The very phrase "the recent ethical turn in literature" suggests that until recently literature had nothing to do with ethics.  While it's true that a group of British writers at the end of the nineteenth century that included Walter Pater, John Addington Symonds, and Oscar Wilde thought that it was the duty of art to be beautiful, and that modernist formalism (and a whole lot of other issues of practice and politics) seemed to move away from posing and exploring ethical questions, literature has always had its ethical edge.  If all the writer does is to create a word-window on other lives, other cultures, other places, then the writer is committing ethics.  For what is more ethical than to help readers imagine what they do not know, and to keep that act of imagining, wondering, and questioning  resonating through readers' lives?

In the section he titles "Questions for an Overcast Sky," Bruce brings ethical questions to the fore.  In "Mobile Homes," the nothingness of a trailer park is juxtaposed to the crucifixion, the bomb on Bikini Atoll is said by the speaker's mother to have infused prairie milk and air, a man who survived Hiroshima asks the  24-year-old speaker for a job, Martin Luther King marches, "Indian kids were starving," Nina Simone sings, Israel shells Beirut.  Here, amongst militarism, messy politics, and failures to extend basic human rights we find two other sides of beauty.  In "Dialogue 2:  Regina Prairie Dog Interviews Photographer Robert Adams," the photographer tells a perhaps apocryphal story of a Vietnamese girl who is photographed asleep in a box on the sidewalk.  The photo goes "viral," (whatever that means in 1973), and the girl is rescued and brought to the U.S. for surgery to cure her heart murmur.  Adams tells the interviewer "I wouldn't begin to pretend that my own work has saved anything, not in that way.  But no matter how battered it is, beauty survives in the worst possible places.  The pictures are proof and that's what saves me."  The very next poem, "Askew," puts this another way as it describes an old building any observant prairie dweller has seen, leaning away from the prevailing winds:  "If we could hear like that / all the whispers in the world would tremble."  The poet and photographer do their jobs, calling attention to moments in the world; it's our task to observe and listen.

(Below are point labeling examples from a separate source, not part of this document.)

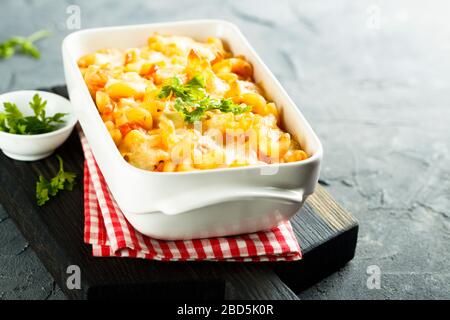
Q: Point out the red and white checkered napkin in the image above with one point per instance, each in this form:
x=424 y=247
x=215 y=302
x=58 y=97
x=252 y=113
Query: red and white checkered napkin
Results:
x=110 y=234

But just as often as Bruce "commits ethics," he "commits beauty."   I found two ways in which he wrote of the beauty of the prairie.  One was to put his speaker squarely in the middle of the landscape.  A good example of this is "Poem for Looking Up," that is exactly what it advertises.  Here the speaker lies in "last year's grasses" and considers the meaning (and the beauty) of what he sees and hears.  There are some lovely images in this poem, my favourite being his description of "the edges of clouds / glowing like heated wires."  His second approach to prairie is to leave it empty of everything human except, perhaps consciousness.  Let me quote from the conclusion of the opening poem, "Glossary of Hills," though I won't get the spacing exactly right:

There would be no apostrophes
                                in the Book of Hills, no possessive form.
                      To open the cover would be like looking

                                                 into the mirror
of our own faith, all the lost translations
                           the songs at the end of the wind.

Of these two approaches, speaker in the midst of landscape, or speaker as mere consciousness, I preferred the latter, though this says as much about me as a reader as it does about Bruce as a poet.  It was occasionally awkward for Bruce to logistically plant his speaker in centre stage; I wanted to get through the stage directions so I could get to the meditations.  It seems fitting to me, and somehow ethical, to simply find a way to let the prairie be itself, to imagine its immensity without us.